Hopefully some of the above will prove to be helpful to you. My view however - is that this product may not be Vista compatible... but since I could not test the product 100% I just am not sure of that statement.

Good Luck to you.

Regards. . .

jcgriff2

p.s. "What if I do ..." #13,267 down!

Now to business... there are a few dozen VO Manhattan's calling me!


----------



## Liner (May 25, 2008)

I thank you for your time and I will call them on Sony Ericsson telling them that they should update their software. Not cause they listen to me but they if I'm lucky they do.

Thank you all for you time again and I appreciate your time and if you ever get to Sweden your welcome home to me for a cup of coffee. 

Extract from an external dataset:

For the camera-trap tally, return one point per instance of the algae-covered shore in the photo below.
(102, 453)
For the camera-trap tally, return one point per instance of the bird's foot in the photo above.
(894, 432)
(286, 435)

Kind reguards; Dennis (aka: Liner) Olsson


----------



## jcgriff2 (Sep 30, 2007)

Curiosity, please...

Did you get the same basic screens as I did in the screen shots?

JC

.


----------



## Liner (May 25, 2008)

jcgriff2 said:


> Curiosity, please...
> 
> Did you get the same basic screens as I did in the screen shots?
> 
> ...



I got them untill around the last pixelrow in the installation, then I get error. :/
But I called them and they gonna get out with a newer version soon. =)


----------



## jcgriff2 (Sep 30, 2007)

Thank you. . .

And the coffee would be great!

Take Care. . .

jcgriff2 (JC)


----------